Hendrik Scholte was born in Amsterdam in 1805. His father’s family was involved in the refining of sugar from sugar beets, and his father was a manufacturer of boxes for the shipment of the sugar. So clearly Scholte’s family was well off during his childhood. When he was only 16 years old, in 1821, his father passed away. Then only a year later his grandfather also passed away. Then only five years later, in 1827, Hendrik’s mother passed away and in the same year his only brother also died. So at age 23, he was the only one left in his family, and inherited all of the family’s wealth.
Although he had worked in his father’s factory, the business did not interest him. So he sold the family business, and as a result became a wealthy man. He decided to utilize his wealth to finance his studies and enrolled at the University of Leiden to study philosophy, theology and political science. He studied at the university for several years and earned his theology degree in 1832, whereupon he became an ordained minister in the Dutch Reformed Church.
In 1832, the year he graduated from the University of Leiden with his theology degree, he married Sara Maria Brandt, the daughter of a wealthy Amsterdam sugar refiner. The couple had five daughters, but only three, Sara, Maria and Johanna, survived infancy. Scholte’s wife, Sara Maria, died on January 23, 1844 shortly following the birth of their youngest daughter, when she was only 38 years old.
During his first marriage, Scholte served churches in the provinces of Noord Brabant and Utrecht. It was during the period from 1832 to 1846 that Scholte became interested in emigrating to the U. S. with his followers. Apparently, considerable planning had been done by the group, because they firmly established Iowa as their destination, while they were still in their native land. And they even decided on the name, Pella, for the place where they would settle. Clearly, the financial resources available to Scholte must have been an important determinant in all of the advance planning.
On June 23, 1845, Scholte married his second wife, Maria Krantz. Early in the following year their first son was born, and shortly thereafter the family booked passage on the steamer “Calidonia”, voyaging from Rotterdam to Boston. The ship departed in early April 1847, and after only 13 days arrived in Boston, an amazingly rapid voyage, especially considering that most sailing ships took as long as 60 days to make the trans-Atlantic journey.
Scholte’s followers were not as fortunate and left on four chartered masted sailing vessels, also in early April 1847. The four ships were the ‘Nagasaki’, ‘Pieter Floris’, ‘Catherina Jackson’, and ‘Maasstroom’. The group consisted of about 850 people, both families and individuals. The four ships encountered a violent Atlantic storm and arrived in Baltimore in late May and early June.
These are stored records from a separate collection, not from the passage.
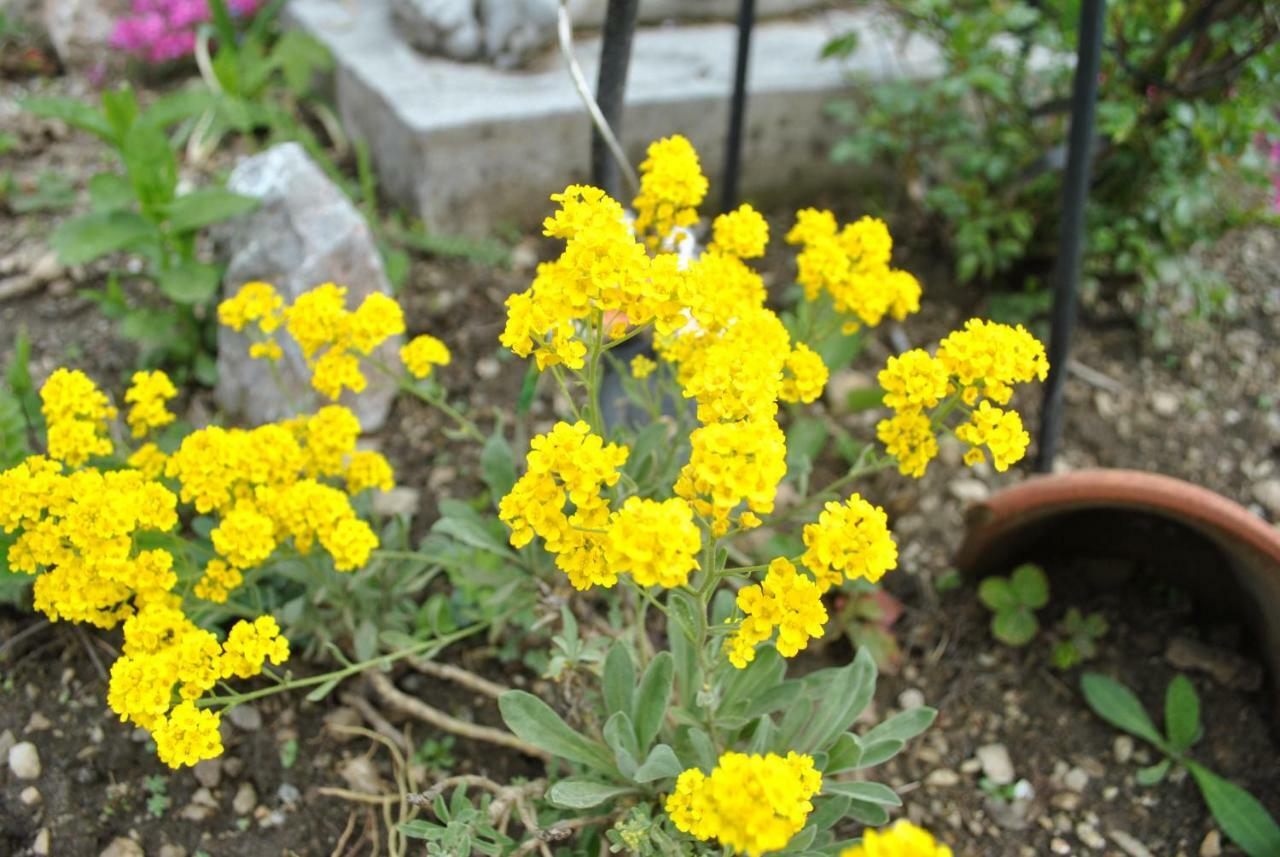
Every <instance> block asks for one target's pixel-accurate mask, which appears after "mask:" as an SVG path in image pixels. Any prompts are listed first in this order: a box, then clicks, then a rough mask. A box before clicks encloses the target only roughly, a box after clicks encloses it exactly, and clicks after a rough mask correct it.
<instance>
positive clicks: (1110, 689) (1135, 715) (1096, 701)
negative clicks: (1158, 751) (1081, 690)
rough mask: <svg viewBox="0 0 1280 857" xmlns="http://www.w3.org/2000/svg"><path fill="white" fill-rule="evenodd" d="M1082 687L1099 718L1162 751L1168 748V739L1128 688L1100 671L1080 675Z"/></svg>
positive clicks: (1087, 697)
mask: <svg viewBox="0 0 1280 857" xmlns="http://www.w3.org/2000/svg"><path fill="white" fill-rule="evenodd" d="M1080 689H1082V691H1083V692H1084V701H1085V702H1088V704H1089V707H1091V709H1093V712H1094V714H1097V715H1098V716H1100V718H1102V719H1103V720H1106V721H1107V723H1110V724H1111V725H1112V727H1116V728H1117V729H1124V730H1125V732H1128V733H1129V734H1133V735H1137V737H1138V738H1142V739H1143V741H1146V742H1149V743H1152V744H1155V746H1156V747H1158V748H1160V750H1161V751H1165V750H1166V746H1165V739H1164V738H1162V737H1161V735H1160V732H1157V730H1156V724H1153V723H1152V721H1151V718H1148V716H1147V711H1146V709H1143V707H1142V701H1139V700H1138V697H1137V696H1134V693H1133V691H1130V689H1129V688H1128V687H1125V686H1124V684H1121V683H1120V682H1117V680H1115V679H1112V678H1107V677H1106V675H1102V674H1101V673H1084V674H1083V675H1082V677H1080Z"/></svg>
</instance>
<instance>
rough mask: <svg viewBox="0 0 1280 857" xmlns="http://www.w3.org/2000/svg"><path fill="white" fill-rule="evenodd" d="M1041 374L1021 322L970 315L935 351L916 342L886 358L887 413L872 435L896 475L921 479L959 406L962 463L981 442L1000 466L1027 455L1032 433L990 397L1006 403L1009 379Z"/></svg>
mask: <svg viewBox="0 0 1280 857" xmlns="http://www.w3.org/2000/svg"><path fill="white" fill-rule="evenodd" d="M1047 375H1048V359H1047V358H1046V356H1044V347H1043V345H1042V344H1041V343H1039V340H1037V339H1036V338H1034V336H1033V335H1032V334H1030V333H1028V331H1027V330H1025V329H1024V327H1023V326H1021V325H1019V326H1016V327H1011V326H1009V325H1002V324H996V322H991V321H983V320H980V318H972V320H969V321H968V322H965V326H964V330H957V331H955V333H952V334H950V335H948V336H947V338H946V339H943V340H942V342H941V343H940V345H938V350H937V354H936V356H929V353H928V352H925V350H924V349H922V348H916V349H914V350H910V352H906V353H905V354H900V356H897V357H890V359H888V363H887V366H886V367H884V368H883V370H882V371H881V373H879V384H881V386H882V388H883V389H884V404H887V405H888V407H890V408H892V409H893V416H892V417H888V418H886V420H882V421H881V422H879V423H878V425H877V427H876V434H877V436H878V437H879V440H881V443H883V444H884V448H886V450H887V452H888V454H890V455H892V457H893V458H895V459H897V464H899V471H900V472H901V473H904V475H906V476H915V477H920V476H924V472H925V469H927V468H928V466H929V462H931V460H933V458H934V457H936V455H937V454H938V440H937V428H938V426H941V425H942V422H943V420H945V418H946V416H947V414H948V413H950V412H951V411H954V409H959V411H960V412H961V413H966V414H968V416H969V420H968V421H964V422H961V423H960V425H957V426H956V427H955V434H956V437H959V439H960V440H963V441H965V443H966V444H969V445H970V449H969V452H968V453H965V462H966V463H969V464H977V463H979V462H983V460H986V458H987V454H986V453H984V452H983V446H986V449H987V450H988V452H989V453H991V458H992V464H993V466H995V468H996V469H997V471H1001V472H1002V471H1006V469H1009V467H1010V466H1011V464H1014V463H1016V462H1018V460H1020V459H1021V458H1023V455H1024V454H1025V453H1027V445H1028V444H1029V443H1030V436H1029V435H1028V434H1027V431H1025V430H1024V428H1023V421H1021V417H1020V416H1019V414H1018V412H1015V411H1005V409H1004V408H1000V407H995V405H992V404H991V403H992V402H995V403H996V404H997V405H1004V404H1007V403H1009V399H1010V397H1011V395H1012V388H1014V385H1015V384H1025V382H1028V381H1032V380H1036V379H1039V380H1044V377H1046V376H1047ZM979 399H980V402H979ZM931 412H932V413H931Z"/></svg>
The entire group then traveled by road, railway and Ohio River steamer to St. Louis where they settled temporarily. The leaders led by Scholte then traveled to northwest Iowa, where they purchased 18,000 acres of farm land for $1.25 per acre, and then contracted to have log cabins built on the land for the settlers. The entire group arrived in what is now Pella, Iowa on August 26, 1847, and found that, not surprisingly, the log cabins had not been built. So they built temporary shelters by digging depressions in the soil and building temporary walls and roofs from whatever material they could find. In any event the log cabins were eventually built, and the group prospered, after the initial difficult years.
Upon their arrival in Pella, Scholte and his family were able to acquire an existing log cabin, and lived there until their rather large family quarters were constructed. Their house is now a Historic House Museum in Pella, Iowa. It is owned and cared for by the Pella Historical Society and Museums.
Hendrik Scholte and his second wife Maria had eight children, but only three of the eight children survived infancy. The children were, Henry, David and Dora. Scholte provided leadership to the colony in its early years. He not only was its minister, but also served as the overall leader of the colony. He laid out the town of Pella, helped built a church, assisted the settlers with legal affairs, and started two businesses, a brick kiln and a saw mill. He became the postmaster, the notary public and the land agent. With all these positions he could not avoid getting into politics and he did. He even attended the inauguration of President Lincoln in Chicago.
Scholte passed away in 1868. He died of a heart attack at the rather young age of 63. His widow Maria remarried to a much younger man, Robert Beard, several years after Scholte died. Maria passed away in 1892 at the age of 71. Her husband outlived her by 28 years and passed away in 1920.